Guérison après opération
« Ces souris, après l’opération, sont guéries. Elles n’ont jamais rechuté. Notre découverte révèle la dynamique de l’état cellulaire de la maladie résiduelle dans le cancer du côlon et laisse présager que les thérapies qui peuvent aider à prévenir les métastases sont celles qui visent à éliminer les cellules ayant une forte probabilité de rechute », a déclaré Eduard Battle, responsable de l’étude, cité par le journal espagnol.

Un certain optimisme
Les résultats de l’expérience laissent entrevoir une issue prometteuse dans la recherche d’un traitement efficace de certains types de cancer. « En plus de prévenir les métastases, le traitement par immunothérapie s’est avéré efficace pour inhiber l’activité des cellules souches cancéreuses dans différents types de tumeurs solides, comme celles du côlon, de l’estomac et de l’œsophage », ajoute Eduard Battle dans cette interview.
Bien que les résultats soient encourageants, il reste encore du travail à faire pour comprendre comment ce modèle utilisé en laboratoire pourrait être appliqué à l’homme. Nous espérons que cette recherche progressera rapidement et que ses résultats pourront être appliqués pour traiter les patients qui en ont besoin, et ce, partout dans le monde !

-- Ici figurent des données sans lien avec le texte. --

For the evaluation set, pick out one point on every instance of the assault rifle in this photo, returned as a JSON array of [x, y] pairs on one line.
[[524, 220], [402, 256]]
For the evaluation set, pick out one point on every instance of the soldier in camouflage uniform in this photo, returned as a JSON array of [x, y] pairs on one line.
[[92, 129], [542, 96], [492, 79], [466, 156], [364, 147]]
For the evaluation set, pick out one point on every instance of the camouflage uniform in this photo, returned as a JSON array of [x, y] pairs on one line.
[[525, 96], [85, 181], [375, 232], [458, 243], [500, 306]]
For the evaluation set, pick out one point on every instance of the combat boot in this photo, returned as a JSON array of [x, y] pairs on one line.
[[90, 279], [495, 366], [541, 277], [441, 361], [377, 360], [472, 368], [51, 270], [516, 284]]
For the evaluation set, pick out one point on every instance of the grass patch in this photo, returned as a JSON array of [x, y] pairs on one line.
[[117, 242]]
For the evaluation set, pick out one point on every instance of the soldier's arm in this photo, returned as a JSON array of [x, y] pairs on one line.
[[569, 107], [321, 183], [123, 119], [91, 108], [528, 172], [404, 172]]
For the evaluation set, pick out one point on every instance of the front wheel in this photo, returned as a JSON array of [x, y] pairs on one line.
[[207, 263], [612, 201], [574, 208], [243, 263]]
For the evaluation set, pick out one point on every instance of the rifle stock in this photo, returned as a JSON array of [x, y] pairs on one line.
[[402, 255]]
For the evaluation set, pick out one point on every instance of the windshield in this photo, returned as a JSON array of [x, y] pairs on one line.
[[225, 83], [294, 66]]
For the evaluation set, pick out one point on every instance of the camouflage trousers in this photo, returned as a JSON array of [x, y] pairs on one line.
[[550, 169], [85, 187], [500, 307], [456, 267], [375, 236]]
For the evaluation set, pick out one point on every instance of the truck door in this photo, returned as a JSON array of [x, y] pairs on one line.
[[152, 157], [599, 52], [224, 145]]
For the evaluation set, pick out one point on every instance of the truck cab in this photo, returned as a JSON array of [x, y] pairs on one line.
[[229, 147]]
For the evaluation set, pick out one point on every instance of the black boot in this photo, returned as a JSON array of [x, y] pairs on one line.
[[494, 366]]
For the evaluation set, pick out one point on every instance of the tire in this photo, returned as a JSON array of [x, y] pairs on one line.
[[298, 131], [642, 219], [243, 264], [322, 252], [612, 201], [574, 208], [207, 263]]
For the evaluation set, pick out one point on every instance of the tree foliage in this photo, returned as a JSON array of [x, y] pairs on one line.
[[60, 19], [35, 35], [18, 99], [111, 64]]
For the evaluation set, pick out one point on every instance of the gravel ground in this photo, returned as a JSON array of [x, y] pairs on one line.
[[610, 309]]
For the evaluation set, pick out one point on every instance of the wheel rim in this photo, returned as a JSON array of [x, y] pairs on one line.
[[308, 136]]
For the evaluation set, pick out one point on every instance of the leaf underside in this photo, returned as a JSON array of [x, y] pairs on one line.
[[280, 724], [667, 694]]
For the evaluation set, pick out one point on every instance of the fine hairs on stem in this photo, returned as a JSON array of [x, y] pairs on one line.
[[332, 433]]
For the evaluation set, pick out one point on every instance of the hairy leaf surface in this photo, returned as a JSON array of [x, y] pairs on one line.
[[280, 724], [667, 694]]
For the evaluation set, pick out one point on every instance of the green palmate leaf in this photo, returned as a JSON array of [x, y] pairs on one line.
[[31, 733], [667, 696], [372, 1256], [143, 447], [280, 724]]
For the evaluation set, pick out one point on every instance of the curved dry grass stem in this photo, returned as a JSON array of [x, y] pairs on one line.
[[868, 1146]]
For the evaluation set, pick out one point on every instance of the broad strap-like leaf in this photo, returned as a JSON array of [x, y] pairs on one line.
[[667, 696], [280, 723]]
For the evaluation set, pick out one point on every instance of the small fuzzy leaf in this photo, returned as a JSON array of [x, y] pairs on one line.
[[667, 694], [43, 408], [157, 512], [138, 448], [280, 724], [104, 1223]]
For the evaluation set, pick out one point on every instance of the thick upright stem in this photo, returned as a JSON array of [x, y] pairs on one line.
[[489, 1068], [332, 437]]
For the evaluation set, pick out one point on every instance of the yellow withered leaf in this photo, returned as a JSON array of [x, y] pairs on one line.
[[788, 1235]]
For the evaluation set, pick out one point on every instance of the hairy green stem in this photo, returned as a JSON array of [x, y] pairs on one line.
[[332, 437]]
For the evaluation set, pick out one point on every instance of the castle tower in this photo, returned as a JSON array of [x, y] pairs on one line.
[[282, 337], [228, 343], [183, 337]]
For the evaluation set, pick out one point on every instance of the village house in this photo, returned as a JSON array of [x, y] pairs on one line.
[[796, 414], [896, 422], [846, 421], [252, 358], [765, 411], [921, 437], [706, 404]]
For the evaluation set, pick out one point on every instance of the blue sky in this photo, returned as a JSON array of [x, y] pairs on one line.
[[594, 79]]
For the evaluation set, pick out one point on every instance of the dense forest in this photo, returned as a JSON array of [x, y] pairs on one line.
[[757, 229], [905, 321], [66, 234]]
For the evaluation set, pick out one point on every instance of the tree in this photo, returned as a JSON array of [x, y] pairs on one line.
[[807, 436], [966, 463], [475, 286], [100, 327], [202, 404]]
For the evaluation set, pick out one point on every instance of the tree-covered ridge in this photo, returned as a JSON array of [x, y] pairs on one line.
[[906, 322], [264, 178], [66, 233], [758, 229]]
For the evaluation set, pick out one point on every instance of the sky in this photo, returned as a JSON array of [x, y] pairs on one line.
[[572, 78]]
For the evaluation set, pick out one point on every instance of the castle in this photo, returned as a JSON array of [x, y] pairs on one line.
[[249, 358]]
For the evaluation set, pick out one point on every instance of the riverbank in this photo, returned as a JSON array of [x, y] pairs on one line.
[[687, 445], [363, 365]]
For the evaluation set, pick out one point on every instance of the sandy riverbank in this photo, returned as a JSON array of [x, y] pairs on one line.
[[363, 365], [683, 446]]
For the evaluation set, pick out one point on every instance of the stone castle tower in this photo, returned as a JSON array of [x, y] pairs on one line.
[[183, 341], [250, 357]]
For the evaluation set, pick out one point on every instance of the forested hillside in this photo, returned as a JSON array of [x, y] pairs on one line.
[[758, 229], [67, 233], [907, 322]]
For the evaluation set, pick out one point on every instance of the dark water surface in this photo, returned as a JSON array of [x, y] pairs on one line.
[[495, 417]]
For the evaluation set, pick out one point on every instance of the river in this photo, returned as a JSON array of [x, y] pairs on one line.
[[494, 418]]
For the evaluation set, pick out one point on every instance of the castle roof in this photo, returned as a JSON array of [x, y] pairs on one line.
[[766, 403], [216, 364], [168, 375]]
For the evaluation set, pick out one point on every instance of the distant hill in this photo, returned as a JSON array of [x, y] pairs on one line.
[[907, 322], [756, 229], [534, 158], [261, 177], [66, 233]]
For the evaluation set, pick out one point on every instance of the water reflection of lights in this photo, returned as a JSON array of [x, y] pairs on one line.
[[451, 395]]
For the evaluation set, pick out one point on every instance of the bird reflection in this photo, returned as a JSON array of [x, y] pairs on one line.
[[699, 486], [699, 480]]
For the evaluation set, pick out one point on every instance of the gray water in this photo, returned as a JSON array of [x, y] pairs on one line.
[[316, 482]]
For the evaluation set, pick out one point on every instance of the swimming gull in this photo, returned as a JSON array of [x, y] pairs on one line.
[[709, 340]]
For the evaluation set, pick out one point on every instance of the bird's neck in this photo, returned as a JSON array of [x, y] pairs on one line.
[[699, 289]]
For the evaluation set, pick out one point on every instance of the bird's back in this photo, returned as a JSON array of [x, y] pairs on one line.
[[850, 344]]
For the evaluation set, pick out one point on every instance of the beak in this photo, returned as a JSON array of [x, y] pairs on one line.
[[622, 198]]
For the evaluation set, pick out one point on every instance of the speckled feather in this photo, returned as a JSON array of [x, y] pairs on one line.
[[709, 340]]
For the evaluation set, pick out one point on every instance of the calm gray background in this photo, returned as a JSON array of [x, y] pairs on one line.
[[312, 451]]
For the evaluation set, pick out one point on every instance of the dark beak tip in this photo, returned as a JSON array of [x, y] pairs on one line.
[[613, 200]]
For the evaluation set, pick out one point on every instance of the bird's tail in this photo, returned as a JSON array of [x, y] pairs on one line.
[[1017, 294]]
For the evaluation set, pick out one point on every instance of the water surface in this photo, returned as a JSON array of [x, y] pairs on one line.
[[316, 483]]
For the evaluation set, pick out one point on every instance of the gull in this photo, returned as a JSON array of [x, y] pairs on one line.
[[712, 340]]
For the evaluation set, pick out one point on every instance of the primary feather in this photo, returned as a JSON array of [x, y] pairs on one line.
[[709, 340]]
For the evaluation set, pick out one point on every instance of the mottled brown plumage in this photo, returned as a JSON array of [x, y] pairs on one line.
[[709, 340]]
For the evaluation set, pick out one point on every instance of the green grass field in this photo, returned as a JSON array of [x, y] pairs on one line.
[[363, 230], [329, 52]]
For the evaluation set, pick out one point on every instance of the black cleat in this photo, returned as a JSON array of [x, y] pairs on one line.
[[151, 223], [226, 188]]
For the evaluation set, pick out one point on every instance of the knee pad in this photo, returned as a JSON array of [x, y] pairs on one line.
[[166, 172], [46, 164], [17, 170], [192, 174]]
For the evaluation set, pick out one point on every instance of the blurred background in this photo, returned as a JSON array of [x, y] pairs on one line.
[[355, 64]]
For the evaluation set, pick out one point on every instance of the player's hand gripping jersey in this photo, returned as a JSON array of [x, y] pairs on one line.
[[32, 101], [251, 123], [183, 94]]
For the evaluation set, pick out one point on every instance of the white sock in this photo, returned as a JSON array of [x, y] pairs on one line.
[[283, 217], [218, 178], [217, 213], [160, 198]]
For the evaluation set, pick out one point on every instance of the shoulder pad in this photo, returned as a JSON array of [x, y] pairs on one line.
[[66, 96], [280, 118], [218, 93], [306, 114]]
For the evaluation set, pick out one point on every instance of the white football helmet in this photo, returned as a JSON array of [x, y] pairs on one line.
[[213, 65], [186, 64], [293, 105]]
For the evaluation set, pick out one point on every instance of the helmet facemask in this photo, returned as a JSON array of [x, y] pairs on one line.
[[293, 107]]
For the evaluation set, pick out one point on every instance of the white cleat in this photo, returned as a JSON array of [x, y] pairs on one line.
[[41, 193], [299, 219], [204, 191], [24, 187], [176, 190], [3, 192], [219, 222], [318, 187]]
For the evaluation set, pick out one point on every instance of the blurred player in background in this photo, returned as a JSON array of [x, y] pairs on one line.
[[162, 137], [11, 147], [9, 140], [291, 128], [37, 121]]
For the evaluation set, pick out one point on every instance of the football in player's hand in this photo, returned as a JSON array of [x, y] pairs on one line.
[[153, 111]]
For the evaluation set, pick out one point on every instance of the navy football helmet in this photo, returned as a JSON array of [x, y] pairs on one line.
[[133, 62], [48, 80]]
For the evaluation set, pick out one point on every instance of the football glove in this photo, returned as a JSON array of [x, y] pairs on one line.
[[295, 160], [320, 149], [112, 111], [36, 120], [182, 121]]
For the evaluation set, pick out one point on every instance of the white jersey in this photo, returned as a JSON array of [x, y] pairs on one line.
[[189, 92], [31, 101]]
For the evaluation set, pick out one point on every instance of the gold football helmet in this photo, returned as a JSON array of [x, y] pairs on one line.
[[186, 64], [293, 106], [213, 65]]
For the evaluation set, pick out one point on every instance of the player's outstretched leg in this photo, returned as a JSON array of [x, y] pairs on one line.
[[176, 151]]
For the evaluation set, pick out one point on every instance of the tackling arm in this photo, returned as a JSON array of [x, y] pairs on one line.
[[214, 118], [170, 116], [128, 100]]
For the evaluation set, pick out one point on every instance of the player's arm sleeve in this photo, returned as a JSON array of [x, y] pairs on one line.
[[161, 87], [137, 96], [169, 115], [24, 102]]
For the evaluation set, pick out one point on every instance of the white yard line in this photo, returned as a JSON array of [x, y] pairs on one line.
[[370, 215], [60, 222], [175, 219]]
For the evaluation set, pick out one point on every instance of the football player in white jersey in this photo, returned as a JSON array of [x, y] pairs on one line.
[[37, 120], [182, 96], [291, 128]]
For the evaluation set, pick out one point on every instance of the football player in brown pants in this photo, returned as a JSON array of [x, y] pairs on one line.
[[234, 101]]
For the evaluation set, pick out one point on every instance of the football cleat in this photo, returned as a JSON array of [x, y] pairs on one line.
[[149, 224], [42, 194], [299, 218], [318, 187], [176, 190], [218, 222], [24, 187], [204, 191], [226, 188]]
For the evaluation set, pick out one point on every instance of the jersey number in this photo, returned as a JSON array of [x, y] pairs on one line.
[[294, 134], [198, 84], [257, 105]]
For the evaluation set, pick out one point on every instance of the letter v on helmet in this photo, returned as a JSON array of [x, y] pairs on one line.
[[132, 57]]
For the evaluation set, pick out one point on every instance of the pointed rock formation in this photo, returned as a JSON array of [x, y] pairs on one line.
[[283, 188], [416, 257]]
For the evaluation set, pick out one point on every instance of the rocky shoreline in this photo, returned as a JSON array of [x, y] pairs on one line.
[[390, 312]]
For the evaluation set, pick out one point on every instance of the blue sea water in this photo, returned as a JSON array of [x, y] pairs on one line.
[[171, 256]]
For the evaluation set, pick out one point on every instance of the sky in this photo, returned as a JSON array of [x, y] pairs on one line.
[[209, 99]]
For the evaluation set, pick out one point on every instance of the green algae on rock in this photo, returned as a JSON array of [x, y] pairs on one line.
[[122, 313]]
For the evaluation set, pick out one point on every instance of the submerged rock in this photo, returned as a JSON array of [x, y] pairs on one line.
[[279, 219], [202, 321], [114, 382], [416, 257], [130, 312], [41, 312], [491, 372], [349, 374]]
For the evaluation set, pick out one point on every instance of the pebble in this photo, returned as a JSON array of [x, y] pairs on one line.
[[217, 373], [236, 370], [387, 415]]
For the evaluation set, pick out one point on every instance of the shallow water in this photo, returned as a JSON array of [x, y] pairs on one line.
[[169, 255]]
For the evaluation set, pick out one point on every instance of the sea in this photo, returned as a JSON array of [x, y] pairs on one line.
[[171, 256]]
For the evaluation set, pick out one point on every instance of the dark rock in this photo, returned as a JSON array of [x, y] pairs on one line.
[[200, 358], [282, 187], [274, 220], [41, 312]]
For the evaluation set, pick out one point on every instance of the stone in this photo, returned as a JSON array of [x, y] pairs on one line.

Lutte contre les cancers : les spectaculaires avancées des chercheurs
À l’heure actuelle, 30 à 50 % des cancers peuvent être prévenus en évitant les facteurs de risque et en appliquant des stratégies préventives, selon l’OMS. La détection – qui repose sur le diagnostic précoce et le dépistage – et le traitement rapide des cas permettent de réduire la mortalité liée au cancer. Ainsi certains des types de cancer les plus répandus, comme le cancer du sein, le cancer du col de l’utérus, le cancer de la cavité buccale et le cancer colorectal, ont une probabilité de guérison élevée. Le congrès 2023 de l’ASCO a donné des perspectives de traitement prometteuses pour d’autres cancers avec de nouvelles démarches thérapeutiques.

Le laboratoire pharmaceutique suisse Novartis a annoncé que Kisqali, son traitement contre le cancer du sein, réduisait le risque de récidive d’un peu plus de 25 % chez les femmes diagnostiquées à un stade précoce de la maladie. Ce médicament a été testé en complément d’une hormonothérapie standard. Le médicament Verzenio du laboratoire concurrent américain Eli Lilly a déjà été homologué pour un traitement précoce des femmes présentant un risque élevé de récidive après une intervention chirurgicale.

L’étude de phase III INDIGO, qui a ouvert la session plénière du congrès dimanche a, elle, mis l’accent sur l’émergence de nouvelles classes de thérapies ciblées, notamment une molécule visant le gliome diffus de grade 2, un cancer à évolution lente touchant des personnes encore jeunes, mais à ce jour incurable. « Le standard de soin actuel repose sur la chimiothérapie et la radiothérapie, qui ne sont pas curatives, ou sur une stratégie d’observation et d’attente… et il n’y a eu aucun progrès depuis plus de vingt ans », rappelait Ingo Mellinghoff, neuro-oncologue au Memorial Sloan Kettering Cancer Center et principal investigateur de l’étude INDIGO, cité par le magazine Pharmaceutiques.

Une importante annonce a été faite concernant le traitement du cancer du poumon. Un comprimé a démontré réduire de moitié le risque de décès d’un certain type de cancer de poumon, lorsque pris quotidiennement après une opération chirurgicale pour enlever la tumeur. Ce traitement, développé par le groupe pharmaceutique AstraZeneca, l’osimertinib (commercialisé sous le nom de Tagrisso), concerne les patients atteints d’un cancer dit « non à petites cellules » (la forme la plus commune), et présentant un type particulier de mutation.

Résultat : la prise du comprimé a entraîné une réduction de 51 % du risque de décès pour les patients traités, comparé au placebo. Au bout de cinq années, 88 % des patients ayant pris le traitement étaient toujours vivants, contre 78 % des patients ayant pris le placebo.